What would it mean for the Irish border?

It would involve checks of some form, whatever the UK government’s insistence that it will not impose any infrastructure. As the Irish government has pointed out repeatedly, Ireland cannot remain a part of the EU’s single market and allow the unmonitored flow of goods across what will then become a customs, standards and regulation border. While there is an understandable desire to avoid infrastructure on the frontier – which has so many crossing points it is virtually impossible to completely police anyway – some new system of checks would come into place.

How would it affect other government plans ?

This is a question which the Johnson government has, as yet, not answered, particularly in the context of the many tax cuts and spending plans so far unveiled. Much of this has been based on the idea of using some or all of the £26bn or so of “fiscal headroom” – extra borrowing that would be permitted within current limits – to pay for this. However, Treasury forecasts say this money would evaporate in the economic hit of no deal. On the campaign trail Johnson said the government could instead use the £39bn divorce settlement with the EU. However, this is not a credible plan, as the sum covers a series of already-agreed UK commitments paid over a number of years. Some of the money could not be clawed back, and to renege on other payments would severely damage the UK’s financial credibility.

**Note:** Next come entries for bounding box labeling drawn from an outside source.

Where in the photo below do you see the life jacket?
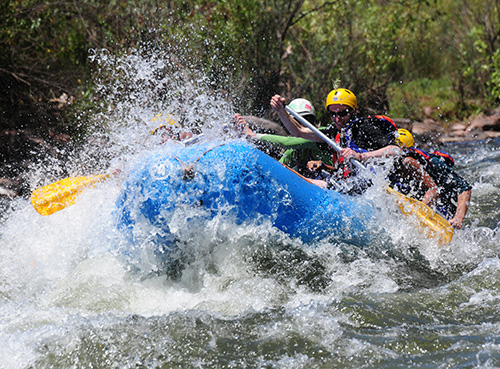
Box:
[345,115,398,152]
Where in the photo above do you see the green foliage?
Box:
[0,0,500,141]
[388,78,457,122]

Would it mean Brexit is finally over?

No. One of the biggest appeals about a no-deal Brexit for voters who support it is the idea of “getting it over with”, absorbing whatever chaos takes place and moving on to other priorities. But this is a fantasy. The UK could not trade perpetually on WTO terms and would need to make a permanent trade deal with the EU – involving just the same issues as before, such as a divorce payment, and arrangements for the Irish border. The main difference is that this would all need to happen as quickly as possible, without the buffer of a transition period running to the end of 2020.